Buffalo Chicken ChiliJump to recipe
There are two common excuses about nutrition that I hear constantly: “healthy food doesn’t taste good” and “I don’t have time”. There’s no room for either of these excuses with this buffalo chicken chili recipe which proves to be delicious and quick. Fuel your cells with optimal nutrients, your taste buds with a killer flavor combination and your schedule with plenty of extra time.

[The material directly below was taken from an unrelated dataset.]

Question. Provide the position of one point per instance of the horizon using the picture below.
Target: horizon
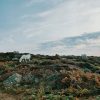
(64, 27)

Cook Once, Eat Eight Bowls of Chili
In our fast paced lives where we try to fit in as many things as possible, cooking meals seems like one additional chore on the long to do list. I understand having a busy life and trying to pack in a million things. But it doesn’t mean nutrition and your health have to take a backseat! This is where planning in advance and cooking very easy, basic recipes on the weekend can go far. One of my favorite go-to recipes is this buffalo chicken chili recipe because it requires very little effort, tastes delicious and makes food for days! It’s a win-win-win!
One of the best ways to add a very concentrated source of nutrients to your diet is by adding spices and herbs to different dishes. Fresh spices and herbs are more potent than ground but sometimes it’s just not possible to do everything fresh because #life. This recipe incorporates a variety of spices such as oregano, turmeric, chili powder, and red pepper flakes that protect your cells from inflammation.
Turmeric takes the “cake” for being one of the most anti-inflammatory spices in the human diet with research attributing it to decreased risk of cancer and reductions in pain associated with osteoarthritis and inflammation. The anti-cancer activity of turmeric (through it’s bioactive compound, curcumin) is enhanced by 1,000 when paired with black pepper (through piperine). All the more reason to whip up a batch of this delicious nutrition powerhouse!
- 1 pound ground organic chicken
- 1 can kidney beans, strained and rinsed
- 1 can great northern beans, strained and rinsed
- 3 cups tomato sauce (with no added sugar)
- 1 tbsp extra virgin olive oil
- 1 yellow onion, diced
- 5-6 garlic cloves, minced
- 3 cups vegetable broth
- 1/2 cup frank's red hot buffalo sauce
- 1/4 tsp red pepper flakes
- 1 tbsp oregano
- 1 tsp turmeric
- 1/2 tsp chili powder
- 1 tsp black pepper
- 1/2 tsp sea salt
- Coat the bottom of a large chili pot with extra virgin olive oil and place on the stovetop over medium heat.
- Add diced yellow onion and minced garlic to the pot and cook for 3-4 minutes.
- Place the ground meat in the pot and continue to saute for an additional 5 minutes, sitting frequently.
- When the meat begins to brown, add the red pepper flakes, oregano, turmeric, chili powder, salt and pepper and mix well.
- Add the kidney and great northern beans and pour in the vegetable broth, buffalo sauce and tomato sauce. Reduce to low heat.
- Cover the chili and allow to cook for the next 45 minutes, stirring occasionally.
- Optional: Serve with sliced avocados
Buffalo Chicken Chili
Amount Per Serving:
|% Daily Value*|
|Total Fat 8 g||12.3%|
|Saturated Fat 1.7g||8.5%|
|Trans Fat 0g|
|Total Carbohydrate 33.7g||11.2%|
|Dietary Fiber 8.1g||32.4%|
|Sugars 7.6g (Added Sugar: 0 g)|
|Vitamin A 0%||Vitamin C 4%|
|Calcium 11%||Iron 22%|
* Percent Daily Values are based on a 2,000 calorie diet. Your daily values may be higher or lower depending on your calorie needs.